Overcoming security barriers in application development

This is a guest post for the Computer Weekly Developer Network by Jaime Ryan, director of product management & strategy at CA Technologies.

Enforced trending

a Dav.jpg

Overwhelming market demands for mobile apps have forced software developers to streamline the development process while focusing on “trendy” features and functionality.

It’s no secret that functionality and user experience sell apps and rising pressure to get them to market quickly has left security on the back burner. Because security can be so esoteric, building it into each app takes time and resources; both of which are at a premium for many teams.

So what do you do?

By integrating developer-centric security tools from start to finish, companies are able to streamline the overall process and securely push apps, preventing future headaches.

This is true regardless of whether the software is mobile, cloud or web-based, as early consistent approaches to security and identity across the enterprise help developers and larger organizations avoid flawed systems with vulnerabilities.

Ed: As erudite and informed as CA’s view here is, one can’t help feeling that Ryan is a describing a ‘perfect world of best practice development’ and that real world scenarios often make this a big ask.

While organisations would still like to define and manage security policies from the inside, key pieces of identity security — especially in a mobile environment — require effective client-side development techniques.

OAuth tokens for authenticating & authorising

As an example, organisations need to rely on OAuth tokens when authenticating and authorising a user. Instrumenting this kind of software token interaction relies on developer expertise. Those who are not well versed in authentication practices will often do so incorrectly, exposing their application down the line.

TECHNICAL NOTE: OpenID Connect 1.0 is a simple identity layer on top of the OAuth 2.0 protocol. It allows Clients to verify the identity of the End-User based on the authentication performed by an Authorization Server, as well as to obtain basic profile information about the End-User in an interoperable and REST-like manner.

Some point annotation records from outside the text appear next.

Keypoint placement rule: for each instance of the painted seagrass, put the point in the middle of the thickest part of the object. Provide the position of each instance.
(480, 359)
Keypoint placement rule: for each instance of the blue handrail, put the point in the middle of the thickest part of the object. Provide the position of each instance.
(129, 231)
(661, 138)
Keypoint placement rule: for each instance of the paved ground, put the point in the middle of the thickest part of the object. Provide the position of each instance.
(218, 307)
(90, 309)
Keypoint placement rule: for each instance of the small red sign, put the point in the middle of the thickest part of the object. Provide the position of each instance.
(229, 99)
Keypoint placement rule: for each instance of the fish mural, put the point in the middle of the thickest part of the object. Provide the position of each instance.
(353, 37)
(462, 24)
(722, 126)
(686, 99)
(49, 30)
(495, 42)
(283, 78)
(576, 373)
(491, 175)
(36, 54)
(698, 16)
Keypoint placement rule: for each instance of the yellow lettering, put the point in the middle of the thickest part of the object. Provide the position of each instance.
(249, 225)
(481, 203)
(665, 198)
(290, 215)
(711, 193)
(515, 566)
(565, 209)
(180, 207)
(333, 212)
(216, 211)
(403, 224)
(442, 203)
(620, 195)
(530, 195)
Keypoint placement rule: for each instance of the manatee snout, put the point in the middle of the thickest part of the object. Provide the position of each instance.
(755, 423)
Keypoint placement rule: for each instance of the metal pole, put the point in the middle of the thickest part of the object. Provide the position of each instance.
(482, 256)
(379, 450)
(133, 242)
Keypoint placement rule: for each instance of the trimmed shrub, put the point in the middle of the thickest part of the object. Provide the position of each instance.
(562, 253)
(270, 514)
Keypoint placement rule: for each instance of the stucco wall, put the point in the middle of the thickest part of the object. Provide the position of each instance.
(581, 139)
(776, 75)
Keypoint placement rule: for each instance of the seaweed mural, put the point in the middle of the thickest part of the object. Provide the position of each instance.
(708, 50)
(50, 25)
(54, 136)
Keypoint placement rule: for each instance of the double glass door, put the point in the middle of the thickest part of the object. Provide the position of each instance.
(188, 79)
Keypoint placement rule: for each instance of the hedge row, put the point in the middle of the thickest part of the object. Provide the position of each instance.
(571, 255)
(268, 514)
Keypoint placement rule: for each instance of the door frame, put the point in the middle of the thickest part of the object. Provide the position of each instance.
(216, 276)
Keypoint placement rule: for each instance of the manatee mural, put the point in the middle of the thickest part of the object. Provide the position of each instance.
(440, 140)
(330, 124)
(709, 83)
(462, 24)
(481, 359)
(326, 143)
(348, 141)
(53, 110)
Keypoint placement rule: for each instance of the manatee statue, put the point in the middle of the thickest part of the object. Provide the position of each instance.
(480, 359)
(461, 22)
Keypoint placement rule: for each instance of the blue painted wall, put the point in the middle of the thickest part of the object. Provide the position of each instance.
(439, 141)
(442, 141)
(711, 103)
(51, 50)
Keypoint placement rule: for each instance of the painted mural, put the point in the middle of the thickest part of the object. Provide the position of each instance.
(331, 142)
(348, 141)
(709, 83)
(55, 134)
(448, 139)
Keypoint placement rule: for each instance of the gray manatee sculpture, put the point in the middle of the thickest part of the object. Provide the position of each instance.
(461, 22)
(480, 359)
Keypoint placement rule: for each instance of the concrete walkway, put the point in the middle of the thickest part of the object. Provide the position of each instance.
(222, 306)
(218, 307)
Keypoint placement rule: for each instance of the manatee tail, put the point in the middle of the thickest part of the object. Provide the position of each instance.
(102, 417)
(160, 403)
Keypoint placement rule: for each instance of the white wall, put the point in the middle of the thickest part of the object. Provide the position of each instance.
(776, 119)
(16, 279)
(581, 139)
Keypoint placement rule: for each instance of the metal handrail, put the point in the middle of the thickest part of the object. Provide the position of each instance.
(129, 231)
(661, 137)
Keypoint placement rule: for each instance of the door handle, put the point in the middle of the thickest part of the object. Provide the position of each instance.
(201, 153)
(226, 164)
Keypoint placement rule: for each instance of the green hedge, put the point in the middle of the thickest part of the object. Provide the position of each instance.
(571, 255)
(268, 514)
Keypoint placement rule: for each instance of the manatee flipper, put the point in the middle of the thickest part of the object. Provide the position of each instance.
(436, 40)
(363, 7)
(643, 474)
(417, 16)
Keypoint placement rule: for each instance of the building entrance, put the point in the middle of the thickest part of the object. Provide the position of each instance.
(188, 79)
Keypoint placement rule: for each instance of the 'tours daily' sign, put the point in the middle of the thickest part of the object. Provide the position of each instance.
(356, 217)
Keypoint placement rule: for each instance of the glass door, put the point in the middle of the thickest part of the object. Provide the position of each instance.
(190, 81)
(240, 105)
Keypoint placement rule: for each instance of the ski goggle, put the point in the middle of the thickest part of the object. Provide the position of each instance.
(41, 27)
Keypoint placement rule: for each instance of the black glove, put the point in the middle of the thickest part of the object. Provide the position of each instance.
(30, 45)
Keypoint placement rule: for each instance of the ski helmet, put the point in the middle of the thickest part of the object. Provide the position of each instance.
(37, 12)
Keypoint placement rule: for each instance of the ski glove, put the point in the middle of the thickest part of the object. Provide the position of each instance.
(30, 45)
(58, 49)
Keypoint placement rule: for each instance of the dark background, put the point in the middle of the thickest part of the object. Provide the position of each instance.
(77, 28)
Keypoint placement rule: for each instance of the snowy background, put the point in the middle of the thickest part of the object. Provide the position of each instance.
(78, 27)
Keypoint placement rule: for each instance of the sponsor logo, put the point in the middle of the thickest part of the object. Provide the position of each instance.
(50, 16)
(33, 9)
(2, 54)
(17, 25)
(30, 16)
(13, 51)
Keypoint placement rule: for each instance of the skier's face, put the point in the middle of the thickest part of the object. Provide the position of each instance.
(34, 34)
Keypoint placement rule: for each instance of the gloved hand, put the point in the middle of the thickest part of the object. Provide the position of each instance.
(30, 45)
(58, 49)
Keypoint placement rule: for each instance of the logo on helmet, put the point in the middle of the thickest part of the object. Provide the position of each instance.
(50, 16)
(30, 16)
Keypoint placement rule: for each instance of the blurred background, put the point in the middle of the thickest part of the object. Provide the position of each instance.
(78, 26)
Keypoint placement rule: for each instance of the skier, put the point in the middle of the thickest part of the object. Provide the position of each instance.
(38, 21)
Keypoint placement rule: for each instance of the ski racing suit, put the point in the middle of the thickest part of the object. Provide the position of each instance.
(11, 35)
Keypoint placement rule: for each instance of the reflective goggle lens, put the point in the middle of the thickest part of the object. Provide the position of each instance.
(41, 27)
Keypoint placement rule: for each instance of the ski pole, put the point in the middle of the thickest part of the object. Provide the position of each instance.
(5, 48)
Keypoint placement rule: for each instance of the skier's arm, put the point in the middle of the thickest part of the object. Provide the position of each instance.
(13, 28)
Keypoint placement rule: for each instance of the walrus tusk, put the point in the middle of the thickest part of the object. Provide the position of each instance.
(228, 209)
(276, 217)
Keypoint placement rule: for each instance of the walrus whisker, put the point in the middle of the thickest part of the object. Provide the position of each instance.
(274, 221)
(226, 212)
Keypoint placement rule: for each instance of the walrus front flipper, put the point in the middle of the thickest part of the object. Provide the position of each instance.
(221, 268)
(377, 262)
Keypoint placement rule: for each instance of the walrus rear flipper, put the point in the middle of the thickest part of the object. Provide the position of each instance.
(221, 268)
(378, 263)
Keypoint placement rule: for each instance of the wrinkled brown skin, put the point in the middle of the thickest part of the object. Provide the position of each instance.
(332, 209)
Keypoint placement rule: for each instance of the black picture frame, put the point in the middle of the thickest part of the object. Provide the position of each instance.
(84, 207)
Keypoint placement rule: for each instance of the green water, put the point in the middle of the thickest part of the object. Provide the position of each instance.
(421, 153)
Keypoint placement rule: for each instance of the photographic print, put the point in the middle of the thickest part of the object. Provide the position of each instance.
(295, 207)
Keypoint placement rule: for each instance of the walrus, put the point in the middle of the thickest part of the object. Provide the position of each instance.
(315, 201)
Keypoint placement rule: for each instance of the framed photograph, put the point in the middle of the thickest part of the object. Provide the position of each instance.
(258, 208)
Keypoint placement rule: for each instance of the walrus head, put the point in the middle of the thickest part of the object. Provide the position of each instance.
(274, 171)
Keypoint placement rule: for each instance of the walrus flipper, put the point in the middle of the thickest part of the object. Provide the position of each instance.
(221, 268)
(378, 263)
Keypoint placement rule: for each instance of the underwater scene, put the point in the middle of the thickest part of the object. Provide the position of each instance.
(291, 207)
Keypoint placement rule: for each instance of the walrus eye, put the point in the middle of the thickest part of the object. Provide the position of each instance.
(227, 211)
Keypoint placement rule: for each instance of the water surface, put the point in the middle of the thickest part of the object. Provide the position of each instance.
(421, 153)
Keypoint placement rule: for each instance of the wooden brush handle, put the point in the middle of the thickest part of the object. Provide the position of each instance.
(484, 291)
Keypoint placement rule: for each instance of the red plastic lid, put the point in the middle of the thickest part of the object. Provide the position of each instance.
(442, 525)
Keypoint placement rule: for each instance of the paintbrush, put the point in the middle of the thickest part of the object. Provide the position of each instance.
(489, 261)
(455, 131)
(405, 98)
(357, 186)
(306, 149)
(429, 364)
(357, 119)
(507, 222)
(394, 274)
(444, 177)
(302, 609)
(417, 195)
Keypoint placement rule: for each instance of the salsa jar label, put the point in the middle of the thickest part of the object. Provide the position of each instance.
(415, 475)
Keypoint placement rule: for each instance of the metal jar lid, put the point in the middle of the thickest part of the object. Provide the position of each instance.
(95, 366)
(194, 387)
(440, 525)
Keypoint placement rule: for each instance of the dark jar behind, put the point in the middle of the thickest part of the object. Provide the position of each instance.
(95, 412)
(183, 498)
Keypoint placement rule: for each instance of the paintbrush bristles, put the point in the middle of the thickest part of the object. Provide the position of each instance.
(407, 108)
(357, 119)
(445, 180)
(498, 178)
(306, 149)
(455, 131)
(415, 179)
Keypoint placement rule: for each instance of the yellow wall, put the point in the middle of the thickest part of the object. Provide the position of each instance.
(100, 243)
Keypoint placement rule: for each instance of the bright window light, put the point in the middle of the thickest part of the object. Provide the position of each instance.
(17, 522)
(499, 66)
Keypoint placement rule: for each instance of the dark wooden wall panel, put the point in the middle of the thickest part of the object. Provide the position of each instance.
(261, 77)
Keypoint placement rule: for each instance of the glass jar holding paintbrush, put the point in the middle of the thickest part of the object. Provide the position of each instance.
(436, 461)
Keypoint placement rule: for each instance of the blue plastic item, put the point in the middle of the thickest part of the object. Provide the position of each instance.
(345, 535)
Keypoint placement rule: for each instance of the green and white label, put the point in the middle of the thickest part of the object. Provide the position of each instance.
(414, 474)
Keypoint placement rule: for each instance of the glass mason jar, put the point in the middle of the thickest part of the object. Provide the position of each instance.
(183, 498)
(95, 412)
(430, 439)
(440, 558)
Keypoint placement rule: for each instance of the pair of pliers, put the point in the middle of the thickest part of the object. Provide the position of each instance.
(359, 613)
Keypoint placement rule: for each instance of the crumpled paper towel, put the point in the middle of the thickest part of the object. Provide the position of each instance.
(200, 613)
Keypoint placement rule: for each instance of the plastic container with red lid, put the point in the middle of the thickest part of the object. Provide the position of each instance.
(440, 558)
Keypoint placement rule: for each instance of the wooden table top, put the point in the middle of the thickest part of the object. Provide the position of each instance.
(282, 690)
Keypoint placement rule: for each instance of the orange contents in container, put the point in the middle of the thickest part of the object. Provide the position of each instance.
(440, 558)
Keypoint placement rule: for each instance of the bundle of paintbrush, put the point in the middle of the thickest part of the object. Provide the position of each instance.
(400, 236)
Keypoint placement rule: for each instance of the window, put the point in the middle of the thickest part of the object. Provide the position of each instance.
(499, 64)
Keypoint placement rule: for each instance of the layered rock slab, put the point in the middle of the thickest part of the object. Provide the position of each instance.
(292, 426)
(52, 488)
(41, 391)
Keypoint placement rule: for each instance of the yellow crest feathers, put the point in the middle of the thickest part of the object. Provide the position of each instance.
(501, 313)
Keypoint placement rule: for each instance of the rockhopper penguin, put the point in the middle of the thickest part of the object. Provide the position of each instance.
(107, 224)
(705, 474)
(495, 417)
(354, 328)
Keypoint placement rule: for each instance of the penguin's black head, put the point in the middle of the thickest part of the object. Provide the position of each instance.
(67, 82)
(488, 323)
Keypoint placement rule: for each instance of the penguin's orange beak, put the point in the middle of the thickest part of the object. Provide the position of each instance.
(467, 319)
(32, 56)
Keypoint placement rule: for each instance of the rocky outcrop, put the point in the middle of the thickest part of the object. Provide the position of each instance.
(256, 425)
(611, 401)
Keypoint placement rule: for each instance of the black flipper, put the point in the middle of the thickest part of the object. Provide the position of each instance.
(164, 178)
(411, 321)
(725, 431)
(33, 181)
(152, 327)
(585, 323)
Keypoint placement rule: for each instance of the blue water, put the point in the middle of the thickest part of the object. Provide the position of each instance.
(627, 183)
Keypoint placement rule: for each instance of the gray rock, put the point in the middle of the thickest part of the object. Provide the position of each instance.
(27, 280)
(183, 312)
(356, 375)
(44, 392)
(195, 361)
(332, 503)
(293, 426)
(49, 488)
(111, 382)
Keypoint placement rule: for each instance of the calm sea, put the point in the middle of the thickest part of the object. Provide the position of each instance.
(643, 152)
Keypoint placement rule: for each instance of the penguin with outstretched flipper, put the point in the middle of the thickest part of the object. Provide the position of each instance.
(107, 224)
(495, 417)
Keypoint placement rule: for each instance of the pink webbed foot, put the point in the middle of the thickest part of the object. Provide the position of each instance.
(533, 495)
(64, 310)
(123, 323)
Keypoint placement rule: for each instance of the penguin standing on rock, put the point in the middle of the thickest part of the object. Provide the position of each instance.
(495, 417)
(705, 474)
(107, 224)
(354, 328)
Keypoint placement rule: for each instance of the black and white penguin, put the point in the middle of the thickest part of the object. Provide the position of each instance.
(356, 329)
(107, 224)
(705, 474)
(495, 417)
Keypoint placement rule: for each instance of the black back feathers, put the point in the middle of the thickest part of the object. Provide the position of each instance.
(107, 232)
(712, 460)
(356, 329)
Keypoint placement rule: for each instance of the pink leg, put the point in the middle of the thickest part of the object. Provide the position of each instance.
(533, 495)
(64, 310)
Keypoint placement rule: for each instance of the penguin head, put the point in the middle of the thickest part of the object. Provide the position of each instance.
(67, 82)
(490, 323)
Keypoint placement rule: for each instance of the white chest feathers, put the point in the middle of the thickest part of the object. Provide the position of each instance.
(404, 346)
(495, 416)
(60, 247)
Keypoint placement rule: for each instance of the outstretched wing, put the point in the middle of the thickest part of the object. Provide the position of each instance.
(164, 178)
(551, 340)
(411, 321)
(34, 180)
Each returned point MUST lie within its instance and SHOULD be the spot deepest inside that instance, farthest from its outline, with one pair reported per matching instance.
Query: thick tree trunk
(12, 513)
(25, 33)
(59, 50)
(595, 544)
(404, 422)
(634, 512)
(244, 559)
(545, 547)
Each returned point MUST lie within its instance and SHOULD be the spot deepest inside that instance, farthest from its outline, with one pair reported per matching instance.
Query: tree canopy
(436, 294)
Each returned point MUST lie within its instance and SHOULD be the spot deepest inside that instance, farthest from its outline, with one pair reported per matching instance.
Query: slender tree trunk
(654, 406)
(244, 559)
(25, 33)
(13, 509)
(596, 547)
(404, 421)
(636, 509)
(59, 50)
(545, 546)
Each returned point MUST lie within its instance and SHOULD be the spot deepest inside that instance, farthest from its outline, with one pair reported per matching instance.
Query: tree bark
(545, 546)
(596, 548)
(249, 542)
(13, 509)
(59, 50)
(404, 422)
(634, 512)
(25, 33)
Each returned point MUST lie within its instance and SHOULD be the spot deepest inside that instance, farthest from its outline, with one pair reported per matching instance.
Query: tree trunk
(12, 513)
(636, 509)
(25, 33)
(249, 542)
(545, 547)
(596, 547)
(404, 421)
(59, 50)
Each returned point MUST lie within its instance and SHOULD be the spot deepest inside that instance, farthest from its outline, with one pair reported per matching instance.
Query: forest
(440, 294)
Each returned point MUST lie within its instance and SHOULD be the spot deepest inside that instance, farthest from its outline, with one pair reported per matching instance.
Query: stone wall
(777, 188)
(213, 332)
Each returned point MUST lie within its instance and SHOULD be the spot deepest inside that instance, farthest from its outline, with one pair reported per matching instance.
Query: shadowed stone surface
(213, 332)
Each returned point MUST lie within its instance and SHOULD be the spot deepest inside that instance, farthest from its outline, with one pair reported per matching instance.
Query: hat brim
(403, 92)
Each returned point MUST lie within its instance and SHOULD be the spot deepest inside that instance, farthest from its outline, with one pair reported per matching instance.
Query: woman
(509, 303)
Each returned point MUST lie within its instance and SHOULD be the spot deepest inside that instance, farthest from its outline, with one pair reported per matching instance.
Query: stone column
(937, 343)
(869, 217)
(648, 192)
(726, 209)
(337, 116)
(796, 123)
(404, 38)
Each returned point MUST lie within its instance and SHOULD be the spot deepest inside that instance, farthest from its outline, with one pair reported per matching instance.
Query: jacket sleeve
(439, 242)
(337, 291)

Given that developers regularly focus their attention solely on functionality, the key to consistent security uptake starts with easy-to-use tools that eliminate guesswork, as flimsy solutions or one-off fixes work against consistency.

For example, gathering login credentials using a webkit or external browser can be risky, as browser compromises will often result in insecurity. This can be mitigated through an SDK that generates native credential prompts, eliminating the dependence on an insecure browser.

API connectivity & interaction


Another area where app development requires consistency to prevent security vulnerabilities is in API connectivity and interaction, which should remain uniform from app to app.

Accessing APIs through a solid security SDK can eliminate PKI challenges by provisioning certificates to the device and creating a secure tunnel (using mutually-authenticated SSL) that’s tied directly into the native device keychain. When done correctly, this can also provide Single Sign-On across multiple apps using the tokens stored within the keychain.

Zero additional effort is required for this implementation when utilising the SDK to make API calls as one normally would.

PRACTICAL ADVICE: Through the use of SDKs that include important standards such as OAuth and OpenID Connect, developers can rely on lightweight and standards-based security which can be plugged directly into the application’s code. Easily consumed solutions like this can also eliminate time spent and increase the likelihood of security measures being coded correctly and consistently.

Leveraging security standards and developer-centric tools allows enterprises to get apps to market more efficiently while minimising backend risks. An enterprise can ultimately manage its security posture from within the organisation while including SDKs at the development level to allow for deeper and more consistent security practices, which lowers risk and prevents headaches in the long run.